Honteux, furieux, ils se mirent à frapper le mur à coups redoublés. Trois hommes de Centurion soulevèrent péniblement une de ces banquettes que le chevalier avait maniée avec tant de facilité et s'en servirent de bélier sans réussir davantage à ébranler le mur.
Exténués, ils se résignèrent à abandonner la poursuite, et, piteux, ils se rangèrent autour de Fausta. Centurion surtout était très inquiet. Il s'attendait à des reproches sanglants. Sainte-Maline, Chalabre, Montsery n'étaient pas très rassurés non plus.
A la grande surprise de tous, Fausta ne fit aucun reproche. Elle savait, elle, que Pardaillan devait sortir vainqueur de la lutte. Donc elle se contenta de dire:
—Ramassez ces hommes, qu'on leur donne les soins que nécessite leur état. Vous distribuerez à chacun cent livres à titre de gratification. Ils ont fait ce qu'ils ont pu, je n'ai rien à dire.
Une rumeur joyeuse accueillit ces paroles. En un clin'd'oeil les éclopés furent enlevés.

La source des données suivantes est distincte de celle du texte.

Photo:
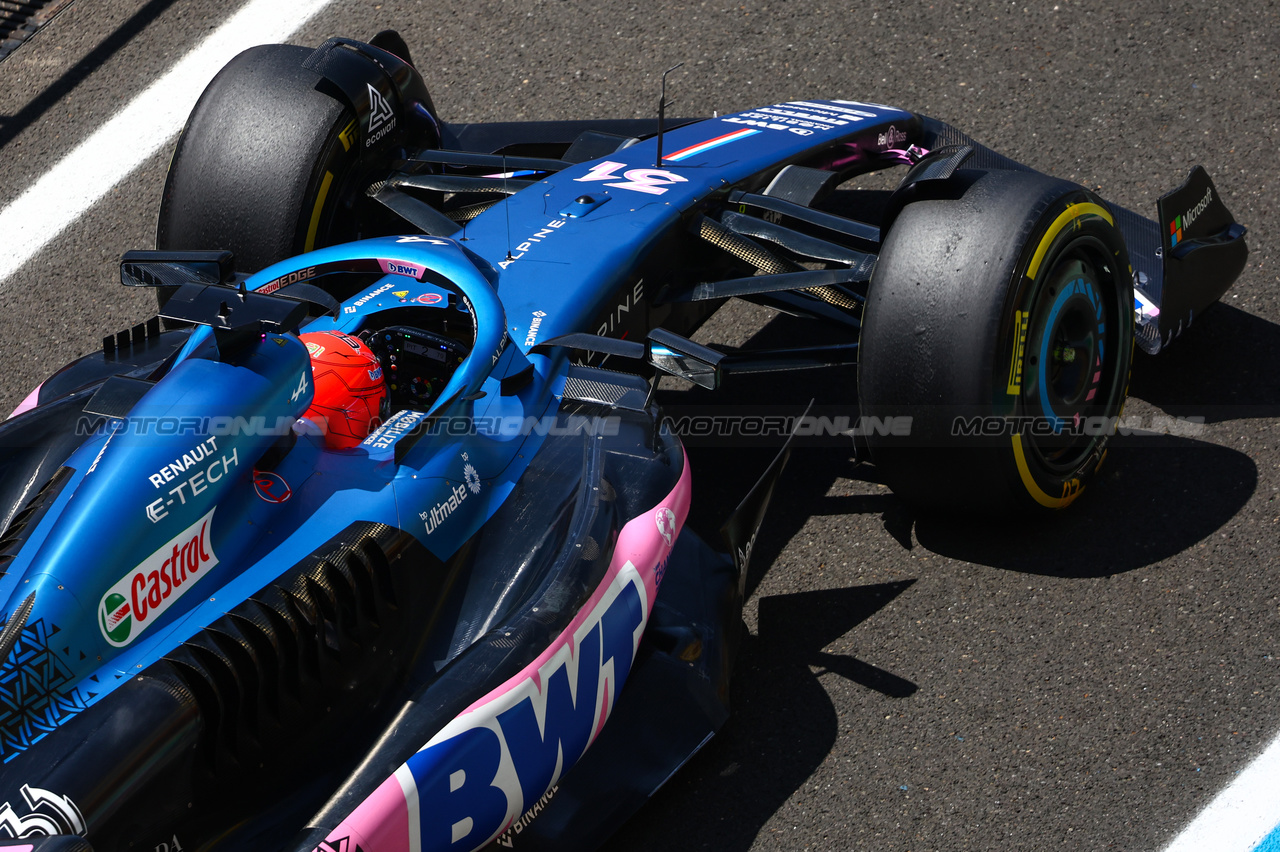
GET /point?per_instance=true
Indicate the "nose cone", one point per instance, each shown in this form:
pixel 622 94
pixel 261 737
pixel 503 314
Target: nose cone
pixel 147 528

Demeurée seule, Fausta resta immobile sur la banquette où elle s'était assise, cherchant, combinant, mettant en oeuvre toutes les ressources de son esprit si fertile en inventions de toutes sortes. Que voulait-elle? Peut-être ne le savait-elle pas très bien elle-même. Toujours est-il que, de temps en temps, elle prononçait un mot, toujours le même:
—La folie!...
Enfin, ayant sans doute trouvé la solution tant cherchée, elle se leva, rejoignit ses gardes du corps et remonta dans ses appartements.

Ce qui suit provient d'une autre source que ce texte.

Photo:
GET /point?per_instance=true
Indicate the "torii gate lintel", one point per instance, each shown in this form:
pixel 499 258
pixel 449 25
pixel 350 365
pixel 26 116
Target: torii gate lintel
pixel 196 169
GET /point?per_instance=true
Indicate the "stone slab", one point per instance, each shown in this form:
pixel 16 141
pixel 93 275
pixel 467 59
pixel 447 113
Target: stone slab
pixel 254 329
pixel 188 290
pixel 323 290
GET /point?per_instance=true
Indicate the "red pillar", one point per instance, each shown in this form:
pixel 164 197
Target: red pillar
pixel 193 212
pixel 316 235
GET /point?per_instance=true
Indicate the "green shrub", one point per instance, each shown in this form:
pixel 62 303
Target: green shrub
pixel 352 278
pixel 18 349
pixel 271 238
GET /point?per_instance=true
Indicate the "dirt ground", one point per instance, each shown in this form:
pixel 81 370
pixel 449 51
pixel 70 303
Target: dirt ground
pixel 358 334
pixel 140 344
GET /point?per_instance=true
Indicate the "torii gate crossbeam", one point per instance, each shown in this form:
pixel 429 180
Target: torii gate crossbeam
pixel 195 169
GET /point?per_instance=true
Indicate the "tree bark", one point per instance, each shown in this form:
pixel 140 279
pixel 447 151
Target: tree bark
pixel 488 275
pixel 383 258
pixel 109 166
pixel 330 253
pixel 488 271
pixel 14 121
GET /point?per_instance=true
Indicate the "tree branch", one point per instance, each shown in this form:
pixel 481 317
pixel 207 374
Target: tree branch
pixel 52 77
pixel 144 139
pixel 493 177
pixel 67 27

Tandis que les ordinaires, sur un signe d'elle, s'installaient dans le vestibule, elle pénétra dans son cabinet, suivie de Centurion à qui elle donna des instructions claires et minutieuses, ensuite de quoi le bravo quitta la maison des Cyprès et rentra dans Séville. Fausta attendit dans son cabinet. Une demi-heure après, sa litière l'attendait devant le perron. Elle y monta. Autour caracolaient ses gardés ordinaires: Montsery, Chalabre, Sainte-Maline, et derrière venait une imposante escorte de cavaliers armés jusqu'aux dents.
La litière pénétra dans l'Alcazar et s'arrêta devant les appartements réservés à Mgr le grand inquisiteur.
Quelques instants plus tard, Fausta était introduite auprès d'Espinosa, avec qui elle eut une longue et secrète conversation. Sans doute ces deux puissants personnages arrivèrent-ils à s'entendre, sans doute Fausta obtint-elle ce qu'elle voulait, car, lorsqu'elle sortit, un sourire de triomphe errait sur ses lèvres et une lueur de contentement rendait ses yeux noirs plus brillants 3.